Kitaptan o kadar nakledilecek olaylar var ki “mücadele ve mücahede”nin nasıl yapılacağının da dersleriyle dolu. Eserin birinci kısmında yazarın kaleme aldığı hatıralar yer alıyor. İkinci bölüm ise müellifin günlüklerinden, makalelerinden ve muhtelif yazılarından seçilmiş. Hocamız Faruk Beşer’in doğup büyüdüğü muhit, aile çevresi, aldığı eğitim ve yetişme dönemleriyle ilgili hatıraları okuduktan sonra iş hayatı, askerlik yılları, şehir göçü ve muhtelif seyahatler tafsilatlı biçimde dile getiriliyor. İlerleyen sayfalarda bazı ilim, fikir, ilahiyat, devlet adamları hakkında kaleme alınmış portre yazılarını da görüyoruz.

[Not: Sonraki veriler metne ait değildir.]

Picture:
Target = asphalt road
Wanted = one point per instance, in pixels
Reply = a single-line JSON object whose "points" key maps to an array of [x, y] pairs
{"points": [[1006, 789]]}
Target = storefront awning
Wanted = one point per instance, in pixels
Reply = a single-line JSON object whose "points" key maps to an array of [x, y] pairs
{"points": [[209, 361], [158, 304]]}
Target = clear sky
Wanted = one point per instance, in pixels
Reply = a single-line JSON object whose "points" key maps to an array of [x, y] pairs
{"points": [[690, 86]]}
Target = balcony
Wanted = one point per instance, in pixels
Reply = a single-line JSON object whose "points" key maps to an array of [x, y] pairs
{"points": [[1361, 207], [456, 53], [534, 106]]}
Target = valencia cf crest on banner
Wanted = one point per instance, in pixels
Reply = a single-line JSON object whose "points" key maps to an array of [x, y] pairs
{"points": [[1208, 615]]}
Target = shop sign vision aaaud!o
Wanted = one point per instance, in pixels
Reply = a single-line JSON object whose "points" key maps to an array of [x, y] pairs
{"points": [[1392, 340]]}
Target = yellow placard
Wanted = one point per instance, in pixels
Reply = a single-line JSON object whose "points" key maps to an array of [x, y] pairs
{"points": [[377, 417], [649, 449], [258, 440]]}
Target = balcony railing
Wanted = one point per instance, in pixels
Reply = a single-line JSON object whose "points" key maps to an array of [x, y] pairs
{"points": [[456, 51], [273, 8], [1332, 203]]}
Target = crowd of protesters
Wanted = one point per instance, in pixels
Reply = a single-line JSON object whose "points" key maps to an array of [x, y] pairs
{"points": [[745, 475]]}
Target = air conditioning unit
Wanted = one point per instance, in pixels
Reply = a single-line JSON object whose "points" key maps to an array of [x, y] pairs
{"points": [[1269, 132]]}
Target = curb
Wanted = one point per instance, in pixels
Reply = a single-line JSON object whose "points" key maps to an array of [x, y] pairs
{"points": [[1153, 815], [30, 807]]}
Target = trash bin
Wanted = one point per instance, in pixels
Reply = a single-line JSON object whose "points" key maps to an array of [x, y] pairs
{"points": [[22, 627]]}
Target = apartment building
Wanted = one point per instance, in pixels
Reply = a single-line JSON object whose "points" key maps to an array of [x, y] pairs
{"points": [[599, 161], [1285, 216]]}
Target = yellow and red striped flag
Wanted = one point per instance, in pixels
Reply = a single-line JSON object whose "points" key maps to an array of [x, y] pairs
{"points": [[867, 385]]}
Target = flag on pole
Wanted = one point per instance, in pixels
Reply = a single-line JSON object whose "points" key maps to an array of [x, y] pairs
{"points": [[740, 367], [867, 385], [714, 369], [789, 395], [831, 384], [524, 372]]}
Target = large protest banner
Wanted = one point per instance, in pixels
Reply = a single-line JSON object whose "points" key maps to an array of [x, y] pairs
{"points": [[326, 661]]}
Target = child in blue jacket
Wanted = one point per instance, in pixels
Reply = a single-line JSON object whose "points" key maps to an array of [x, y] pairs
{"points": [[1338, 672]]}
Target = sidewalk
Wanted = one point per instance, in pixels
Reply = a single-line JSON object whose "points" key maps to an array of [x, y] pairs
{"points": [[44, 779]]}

Edebiyatın en güzel türlerinden biri olan hatıraları sevenlerin zevkle okuyacakları çok yönlü, çok farklı ufuk açıcı bir eserden bahsediyoruz. Albümden seçilmiş değerli fotoğraflar da kitabın ayrı bir özelliği. Hocamızın iç derdinden birkaç cümlesi:
“İyi bir mümin hem dünya hem ahiret mutluluğuna ermek istediği gibi, diğer insanların da böyle olmasını ister. İslam bize bunu öğretir; kendisi için istediğini kardeşi için de istemeyen gerçek mümin olamaz. O halde tek başına yaşanan bir İslam, tam bir İslam değildir. Bir müminin en temel arzusu nedir? Dünyada Allah’ın rızasını arayarak izzeti, şerefi ve haysiyeti ile yaşamak, öbür âlemde de ‘razı olan ve olunan’ bir kul olarak cennete girmek. O halde başkaları umurunda olmadan, kendi halinde İslam’ı yaşadığını zannedenler aldanmış olabilirler.
Allah’ı unuttuk, Allah da bize kendimizi unutturdu. Belli belirsiz imanımız bizi iki adım götüremiyor. Biz kimdik, nasıl idik, nasıl olduk? Düşünmemiz gereken noktalar bunlar. O halde yeniden mümin ve Müslüman olmalı değil miyiz?
Bu da önce insanın böyle bir derdi olmasıyla başlar. Ya derdi bile yoksa!”